Looking for a hotspot? Google Maps now highlights the service in a Web and app redesign that emphasizes key information and areas of interest at a glance.
Information from nearby searches is not much help if the person querying the question cannot clearly read the map or determine the distance or direction. So Google has made some updates such as removing elements that are not absolutely required like road outlines. The company also improved the typography of street names, points of interest, and transit stations to make them more distinguishable from other things on the map.
Google uses algorithms to pick the ares of interest, but it also uses the "human touch" in "high-density areas" such as New York City, Zhou Bailiang, UX Designer, Google Maps and Mark Li,
Software Engineer, Google Local, wrote in a blog post.
The search results has a visual focus by highlighting in different colors an individual's surroundings such as freeways, highways, parks and water.
"The new Maps has a subtle color scheme to help you easily differentiate between man-made or natural features, and quickly identify places like hospitals, schools or highways. In case you’re curious, here’s a key showing what each color on the map represents," per Google.
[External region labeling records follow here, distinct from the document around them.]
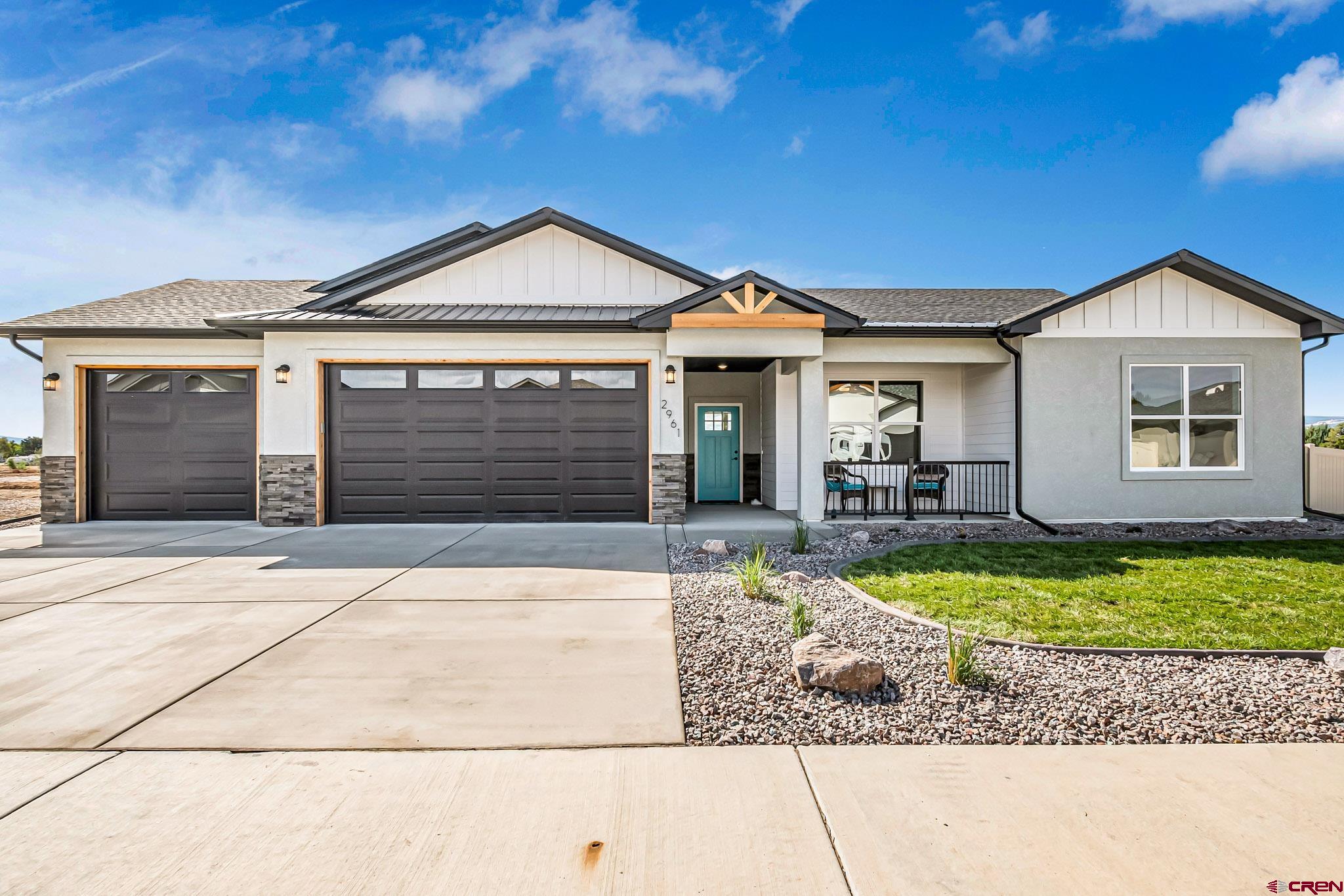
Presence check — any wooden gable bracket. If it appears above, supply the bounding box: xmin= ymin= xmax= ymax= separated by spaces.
xmin=672 ymin=281 xmax=827 ymax=329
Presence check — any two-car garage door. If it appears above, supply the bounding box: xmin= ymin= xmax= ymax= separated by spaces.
xmin=326 ymin=363 xmax=649 ymax=523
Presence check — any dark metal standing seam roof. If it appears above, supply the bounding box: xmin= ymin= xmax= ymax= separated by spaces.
xmin=801 ymin=287 xmax=1064 ymax=328
xmin=209 ymin=304 xmax=659 ymax=331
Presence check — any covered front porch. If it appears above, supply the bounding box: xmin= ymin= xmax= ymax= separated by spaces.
xmin=639 ymin=272 xmax=1016 ymax=523
xmin=681 ymin=341 xmax=1013 ymax=521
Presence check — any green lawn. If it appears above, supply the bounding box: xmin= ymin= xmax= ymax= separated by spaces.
xmin=845 ymin=540 xmax=1344 ymax=650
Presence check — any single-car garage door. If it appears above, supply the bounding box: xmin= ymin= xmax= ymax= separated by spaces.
xmin=89 ymin=369 xmax=257 ymax=520
xmin=326 ymin=364 xmax=649 ymax=523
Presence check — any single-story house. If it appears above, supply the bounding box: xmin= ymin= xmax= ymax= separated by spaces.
xmin=0 ymin=208 xmax=1344 ymax=525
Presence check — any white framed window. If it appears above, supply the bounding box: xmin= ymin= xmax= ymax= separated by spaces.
xmin=1129 ymin=363 xmax=1246 ymax=473
xmin=827 ymin=380 xmax=923 ymax=462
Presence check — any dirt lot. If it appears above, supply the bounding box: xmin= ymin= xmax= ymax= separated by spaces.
xmin=0 ymin=465 xmax=40 ymax=528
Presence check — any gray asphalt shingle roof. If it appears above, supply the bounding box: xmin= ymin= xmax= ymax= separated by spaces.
xmin=0 ymin=279 xmax=1064 ymax=332
xmin=0 ymin=279 xmax=320 ymax=329
xmin=801 ymin=287 xmax=1064 ymax=325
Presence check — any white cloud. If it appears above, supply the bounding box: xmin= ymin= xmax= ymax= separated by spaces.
xmin=0 ymin=9 xmax=348 ymax=113
xmin=368 ymin=0 xmax=742 ymax=137
xmin=1200 ymin=55 xmax=1344 ymax=181
xmin=0 ymin=144 xmax=505 ymax=436
xmin=1113 ymin=0 xmax=1335 ymax=37
xmin=975 ymin=9 xmax=1055 ymax=59
xmin=757 ymin=0 xmax=812 ymax=33
xmin=784 ymin=128 xmax=812 ymax=156
xmin=0 ymin=45 xmax=177 ymax=110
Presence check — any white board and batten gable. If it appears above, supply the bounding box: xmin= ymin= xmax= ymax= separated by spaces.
xmin=360 ymin=224 xmax=700 ymax=305
xmin=1040 ymin=269 xmax=1301 ymax=338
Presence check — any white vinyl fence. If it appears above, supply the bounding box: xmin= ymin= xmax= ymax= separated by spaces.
xmin=1304 ymin=445 xmax=1344 ymax=513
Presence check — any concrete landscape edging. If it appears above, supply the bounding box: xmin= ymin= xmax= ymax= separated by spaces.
xmin=827 ymin=536 xmax=1325 ymax=662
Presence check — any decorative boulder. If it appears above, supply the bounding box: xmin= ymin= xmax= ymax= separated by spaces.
xmin=793 ymin=632 xmax=885 ymax=695
xmin=1208 ymin=520 xmax=1254 ymax=536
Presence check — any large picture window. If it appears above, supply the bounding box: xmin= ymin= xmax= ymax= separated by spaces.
xmin=827 ymin=380 xmax=923 ymax=462
xmin=1129 ymin=364 xmax=1246 ymax=472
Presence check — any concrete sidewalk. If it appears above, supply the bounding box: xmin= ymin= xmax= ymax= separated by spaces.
xmin=0 ymin=744 xmax=1328 ymax=895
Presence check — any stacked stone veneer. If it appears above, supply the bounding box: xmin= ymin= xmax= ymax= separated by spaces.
xmin=41 ymin=457 xmax=75 ymax=523
xmin=652 ymin=454 xmax=685 ymax=523
xmin=261 ymin=454 xmax=317 ymax=525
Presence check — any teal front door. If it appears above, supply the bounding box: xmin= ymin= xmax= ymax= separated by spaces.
xmin=695 ymin=404 xmax=742 ymax=501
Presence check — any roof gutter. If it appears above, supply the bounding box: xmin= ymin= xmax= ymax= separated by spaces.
xmin=1303 ymin=335 xmax=1344 ymax=520
xmin=995 ymin=333 xmax=1059 ymax=535
xmin=9 ymin=333 xmax=41 ymax=363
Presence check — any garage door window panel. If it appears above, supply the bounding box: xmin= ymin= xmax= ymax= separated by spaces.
xmin=340 ymin=369 xmax=406 ymax=390
xmin=415 ymin=368 xmax=485 ymax=390
xmin=495 ymin=369 xmax=560 ymax=390
xmin=183 ymin=371 xmax=251 ymax=394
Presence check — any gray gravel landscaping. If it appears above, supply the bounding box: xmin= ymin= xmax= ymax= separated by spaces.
xmin=668 ymin=519 xmax=1344 ymax=744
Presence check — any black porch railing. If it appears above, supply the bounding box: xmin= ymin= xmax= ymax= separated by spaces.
xmin=825 ymin=458 xmax=1009 ymax=520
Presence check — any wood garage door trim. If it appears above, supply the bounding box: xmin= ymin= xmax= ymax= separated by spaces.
xmin=74 ymin=364 xmax=262 ymax=523
xmin=313 ymin=357 xmax=659 ymax=525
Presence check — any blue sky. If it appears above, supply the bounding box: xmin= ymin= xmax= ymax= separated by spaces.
xmin=0 ymin=0 xmax=1344 ymax=436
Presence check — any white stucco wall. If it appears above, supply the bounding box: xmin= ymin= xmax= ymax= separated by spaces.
xmin=41 ymin=338 xmax=266 ymax=457
xmin=961 ymin=352 xmax=1016 ymax=508
xmin=761 ymin=361 xmax=799 ymax=510
xmin=684 ymin=372 xmax=762 ymax=454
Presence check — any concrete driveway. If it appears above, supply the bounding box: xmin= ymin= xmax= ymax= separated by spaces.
xmin=0 ymin=523 xmax=682 ymax=750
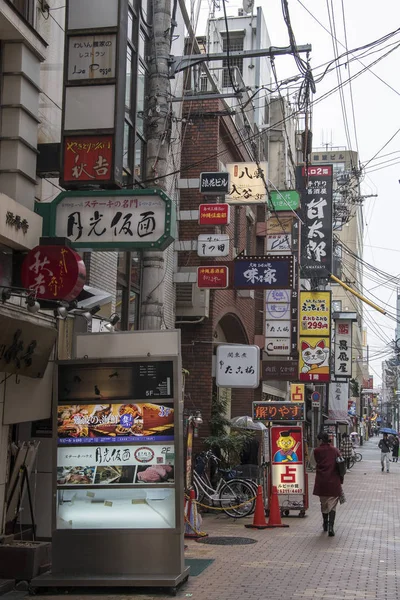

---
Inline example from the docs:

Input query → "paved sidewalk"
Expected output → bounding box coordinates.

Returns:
[32,438,400,600]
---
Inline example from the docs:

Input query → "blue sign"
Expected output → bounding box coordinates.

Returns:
[233,254,293,290]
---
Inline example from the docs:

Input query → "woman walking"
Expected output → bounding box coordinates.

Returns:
[340,433,353,469]
[313,432,343,537]
[392,435,399,462]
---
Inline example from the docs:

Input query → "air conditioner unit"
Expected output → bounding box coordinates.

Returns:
[175,282,210,317]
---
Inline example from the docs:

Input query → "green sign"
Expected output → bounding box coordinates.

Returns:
[268,190,300,210]
[35,189,176,250]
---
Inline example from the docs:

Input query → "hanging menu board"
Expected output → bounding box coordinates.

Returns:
[132,361,174,400]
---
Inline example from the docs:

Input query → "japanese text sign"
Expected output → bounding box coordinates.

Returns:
[63,135,113,183]
[197,263,229,289]
[299,291,331,336]
[35,189,175,250]
[0,315,57,378]
[199,204,230,225]
[253,402,304,421]
[21,246,86,300]
[269,190,300,211]
[267,233,292,254]
[233,255,293,290]
[68,33,117,81]
[335,319,352,378]
[296,165,333,278]
[299,336,330,383]
[226,162,268,204]
[57,402,174,446]
[271,426,306,495]
[290,383,306,402]
[265,337,291,356]
[215,344,260,388]
[200,173,229,196]
[197,233,229,256]
[261,360,299,381]
[328,381,354,421]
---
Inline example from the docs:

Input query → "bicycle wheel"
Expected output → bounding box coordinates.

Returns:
[219,479,256,519]
[193,479,205,504]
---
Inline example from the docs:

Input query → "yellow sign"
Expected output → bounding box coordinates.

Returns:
[299,337,330,383]
[299,292,331,337]
[290,383,305,402]
[267,217,293,234]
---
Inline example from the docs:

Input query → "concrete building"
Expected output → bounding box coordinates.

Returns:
[175,8,296,442]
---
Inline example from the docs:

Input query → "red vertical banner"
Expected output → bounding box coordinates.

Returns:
[186,420,193,490]
[271,424,307,495]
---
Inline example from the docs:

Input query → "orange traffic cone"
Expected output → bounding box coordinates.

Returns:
[245,485,268,529]
[267,485,289,529]
[184,490,208,539]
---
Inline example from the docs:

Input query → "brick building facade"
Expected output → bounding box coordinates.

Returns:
[177,99,266,445]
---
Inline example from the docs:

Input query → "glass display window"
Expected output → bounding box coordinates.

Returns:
[57,487,175,529]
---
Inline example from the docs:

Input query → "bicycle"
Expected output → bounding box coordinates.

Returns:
[193,450,256,519]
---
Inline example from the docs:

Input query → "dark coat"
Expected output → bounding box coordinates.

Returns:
[313,444,342,498]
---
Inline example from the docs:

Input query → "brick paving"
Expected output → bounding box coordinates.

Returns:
[29,438,400,600]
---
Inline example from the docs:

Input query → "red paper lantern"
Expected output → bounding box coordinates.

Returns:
[21,246,86,300]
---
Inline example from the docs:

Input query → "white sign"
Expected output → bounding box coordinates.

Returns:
[265,338,291,356]
[265,320,292,338]
[57,444,175,467]
[267,233,292,254]
[335,319,352,378]
[328,381,349,421]
[265,290,291,303]
[272,463,306,494]
[68,33,117,81]
[197,233,229,256]
[215,344,260,388]
[265,302,291,321]
[225,162,268,204]
[55,193,166,247]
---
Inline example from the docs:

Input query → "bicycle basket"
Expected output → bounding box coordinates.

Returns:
[194,456,207,477]
[232,465,260,481]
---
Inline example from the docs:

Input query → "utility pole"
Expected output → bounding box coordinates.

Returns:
[141,0,171,330]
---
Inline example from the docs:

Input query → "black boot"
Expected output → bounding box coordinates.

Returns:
[322,513,329,531]
[328,510,336,537]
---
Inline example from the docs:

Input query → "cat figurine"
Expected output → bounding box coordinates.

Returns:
[301,340,329,373]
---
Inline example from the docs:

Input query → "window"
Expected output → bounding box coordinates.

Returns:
[10,0,35,25]
[222,36,243,87]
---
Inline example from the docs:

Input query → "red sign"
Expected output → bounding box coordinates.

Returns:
[63,135,113,182]
[199,204,230,225]
[197,265,228,289]
[271,425,306,494]
[22,246,86,300]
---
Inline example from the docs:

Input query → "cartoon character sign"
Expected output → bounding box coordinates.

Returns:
[271,425,306,495]
[272,427,302,463]
[299,337,330,382]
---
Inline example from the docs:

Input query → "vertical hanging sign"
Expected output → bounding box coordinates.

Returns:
[335,319,352,379]
[60,0,130,189]
[296,165,333,278]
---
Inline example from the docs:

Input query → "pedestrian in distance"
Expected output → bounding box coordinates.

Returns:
[392,435,399,462]
[378,433,390,473]
[313,432,343,537]
[340,433,353,469]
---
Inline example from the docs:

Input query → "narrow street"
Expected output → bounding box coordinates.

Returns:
[25,437,400,600]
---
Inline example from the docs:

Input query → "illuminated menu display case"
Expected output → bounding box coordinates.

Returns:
[35,332,188,587]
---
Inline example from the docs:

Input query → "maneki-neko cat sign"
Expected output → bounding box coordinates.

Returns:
[35,189,176,250]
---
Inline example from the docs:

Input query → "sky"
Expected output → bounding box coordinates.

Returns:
[197,0,400,386]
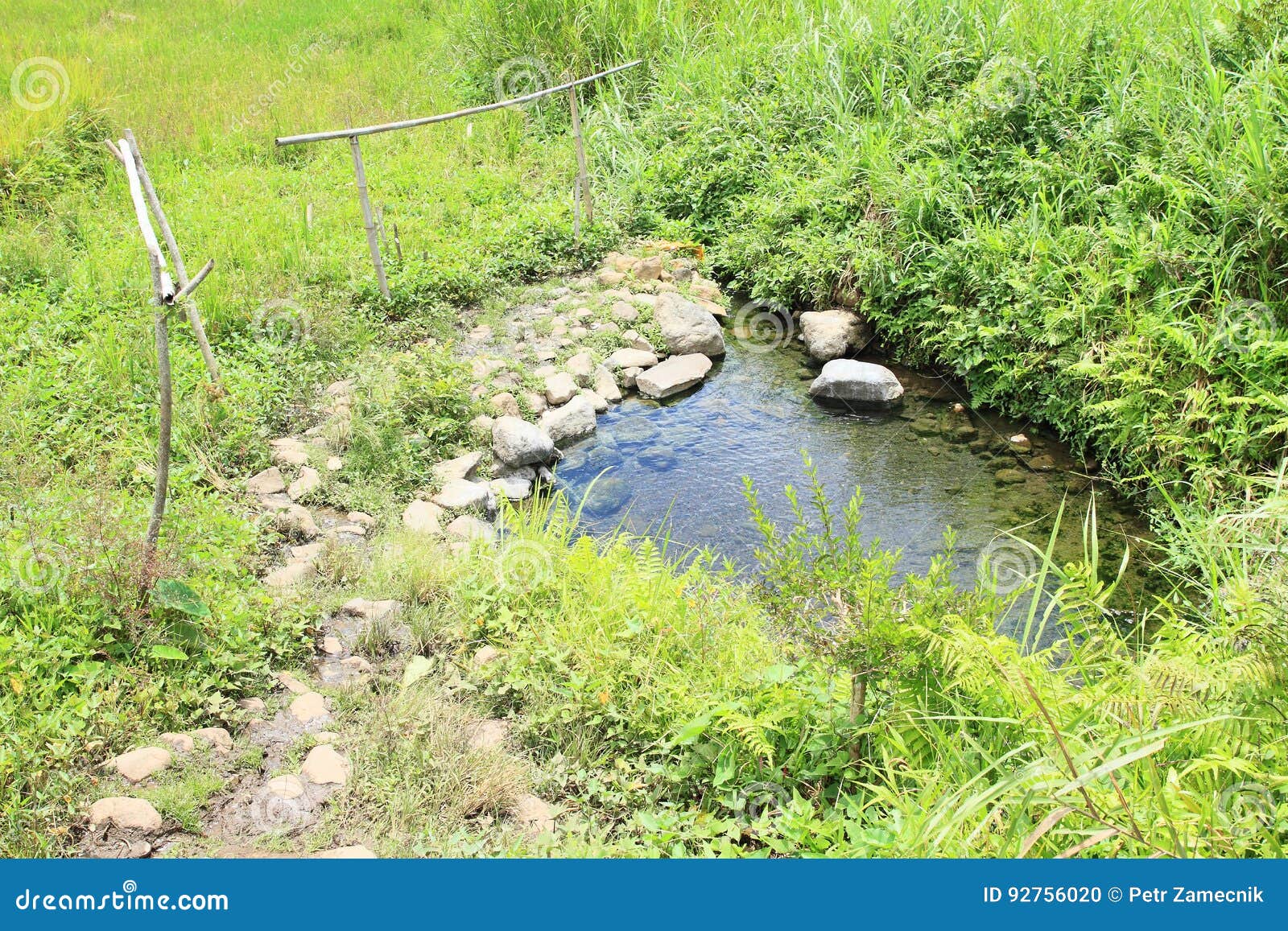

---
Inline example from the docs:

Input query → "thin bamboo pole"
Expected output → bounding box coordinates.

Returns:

Earlier this week, the media news site Android Police reported Google began rolling out notifications for mass transit delays and an option to restrict data use to Wi-Fi only.
It allows people to contribute information to Google Maps from more places — whether searching for a new restaurant on Google.com or looking for a nearby convenience store while on the go.
Along with that change, Google has introduced a new way to approve edits suggested by others. For places that have pending suggestions, business owners will see a notification stating that "Someone suggested new info."
Click on the notification to have the option to verify the suggestion. When enough votes are received to determine the accuracy of the suggestion, it’s published to the map. This feature is available to Android users on the Google Maps app and both Android and iOS users on mobile Google search.